You can find a huge selection of readers, but FeedReader (www.feedreader.com) is free and works quite well. Another good reader is SharpReader (www.sharpreader.net). OS X users will enjoy Vienna (www.vienna-rss.org).

After you download your RSS Feed Reader, subscribe to our blog feed ( ieeehamptonroads.blogspot.com/feeds/posts/default). Each time the blog is updated, the change is recorded in this summary file. When the file changes, the reader will alert you. But the really good news is that you can use the same tool to monitor hundreds of web sites. Your reader will come with a number of very useful news aggregation sites. These sites monitor groups of sites and report their findings to a single file. Many of these news aggregation sites are fed automatically and even allow you to query a dynamic RSS feed using key words and Boolean logic. A comprehensive list of news feeds is available at www.syndic8.com.

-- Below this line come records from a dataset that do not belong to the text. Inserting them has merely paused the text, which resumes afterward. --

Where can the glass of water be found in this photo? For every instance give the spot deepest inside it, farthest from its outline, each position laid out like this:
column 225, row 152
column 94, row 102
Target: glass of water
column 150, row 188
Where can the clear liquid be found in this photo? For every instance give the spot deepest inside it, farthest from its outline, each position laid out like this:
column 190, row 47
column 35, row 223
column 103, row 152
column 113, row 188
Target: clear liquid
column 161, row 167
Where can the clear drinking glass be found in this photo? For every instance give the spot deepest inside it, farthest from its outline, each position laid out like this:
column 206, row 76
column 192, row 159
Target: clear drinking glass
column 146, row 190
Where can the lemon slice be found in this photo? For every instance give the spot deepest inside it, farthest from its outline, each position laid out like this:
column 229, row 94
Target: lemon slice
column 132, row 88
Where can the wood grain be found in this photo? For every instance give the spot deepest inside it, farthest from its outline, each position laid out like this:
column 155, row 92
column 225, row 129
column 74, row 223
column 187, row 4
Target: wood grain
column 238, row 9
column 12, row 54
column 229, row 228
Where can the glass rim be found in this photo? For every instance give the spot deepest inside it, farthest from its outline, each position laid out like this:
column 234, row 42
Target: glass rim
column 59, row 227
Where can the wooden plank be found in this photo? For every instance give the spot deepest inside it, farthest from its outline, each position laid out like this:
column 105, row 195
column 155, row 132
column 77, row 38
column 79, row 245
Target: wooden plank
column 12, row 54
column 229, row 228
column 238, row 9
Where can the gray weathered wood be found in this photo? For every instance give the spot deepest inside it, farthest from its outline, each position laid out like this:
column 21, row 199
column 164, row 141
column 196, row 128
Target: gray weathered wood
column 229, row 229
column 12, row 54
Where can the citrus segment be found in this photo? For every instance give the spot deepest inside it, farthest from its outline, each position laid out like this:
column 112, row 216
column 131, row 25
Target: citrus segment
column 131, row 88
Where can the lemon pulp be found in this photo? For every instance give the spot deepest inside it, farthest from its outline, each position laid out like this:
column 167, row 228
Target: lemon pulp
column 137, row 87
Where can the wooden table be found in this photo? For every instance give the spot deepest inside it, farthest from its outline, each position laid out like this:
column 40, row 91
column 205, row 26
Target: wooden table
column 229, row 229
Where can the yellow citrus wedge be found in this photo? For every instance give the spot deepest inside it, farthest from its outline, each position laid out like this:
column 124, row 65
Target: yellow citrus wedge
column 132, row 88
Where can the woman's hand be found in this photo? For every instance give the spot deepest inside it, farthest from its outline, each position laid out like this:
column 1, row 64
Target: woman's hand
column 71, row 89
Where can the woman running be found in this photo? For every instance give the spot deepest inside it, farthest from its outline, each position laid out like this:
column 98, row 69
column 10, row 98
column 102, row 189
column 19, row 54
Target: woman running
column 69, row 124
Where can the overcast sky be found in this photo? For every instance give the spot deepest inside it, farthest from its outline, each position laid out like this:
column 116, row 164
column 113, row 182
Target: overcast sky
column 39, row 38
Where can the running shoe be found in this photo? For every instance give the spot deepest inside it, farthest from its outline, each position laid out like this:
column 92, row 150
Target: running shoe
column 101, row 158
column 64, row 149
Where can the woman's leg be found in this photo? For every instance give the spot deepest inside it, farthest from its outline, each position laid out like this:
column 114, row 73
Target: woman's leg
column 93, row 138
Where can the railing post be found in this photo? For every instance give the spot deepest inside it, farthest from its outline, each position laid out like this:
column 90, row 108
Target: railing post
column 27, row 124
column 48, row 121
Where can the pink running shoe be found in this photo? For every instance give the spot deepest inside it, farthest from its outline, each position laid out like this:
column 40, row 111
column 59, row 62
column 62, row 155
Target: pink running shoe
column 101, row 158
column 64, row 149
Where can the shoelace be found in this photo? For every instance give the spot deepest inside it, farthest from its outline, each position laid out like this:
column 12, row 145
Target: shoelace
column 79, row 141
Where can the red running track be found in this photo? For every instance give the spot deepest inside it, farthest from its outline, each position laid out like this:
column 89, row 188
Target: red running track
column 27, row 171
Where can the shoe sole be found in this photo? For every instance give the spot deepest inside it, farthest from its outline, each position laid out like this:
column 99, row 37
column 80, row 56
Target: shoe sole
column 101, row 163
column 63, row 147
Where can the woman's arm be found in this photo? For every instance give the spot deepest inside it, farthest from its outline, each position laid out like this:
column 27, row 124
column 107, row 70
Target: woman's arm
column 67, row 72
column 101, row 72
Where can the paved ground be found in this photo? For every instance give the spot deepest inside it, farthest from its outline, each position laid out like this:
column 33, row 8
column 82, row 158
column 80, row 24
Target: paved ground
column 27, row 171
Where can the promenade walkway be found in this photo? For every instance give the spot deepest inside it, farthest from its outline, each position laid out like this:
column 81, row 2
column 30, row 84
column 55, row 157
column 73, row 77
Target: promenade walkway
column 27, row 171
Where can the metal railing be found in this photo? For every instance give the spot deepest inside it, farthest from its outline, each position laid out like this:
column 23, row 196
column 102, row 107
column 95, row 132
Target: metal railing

I work for the Federal Government and I used to have wait weeks for my industry rags to mature in the mailroom before they were delivered to me. Now I read the latest industry news on-line long before the paper versions show up on my desk. Maybe your local computer Nazi's won't let you load any software on your computer but you would still like to monitor a news aggregation service. What is a fellow to do? Bloglines (www.bloglines.com) provides a web based interface. Many other sites such a Google and Yahoo also offer web based interfaces. I actually prefer these web based solutions to an local application. You do need to consider the privacy issues they may introduce.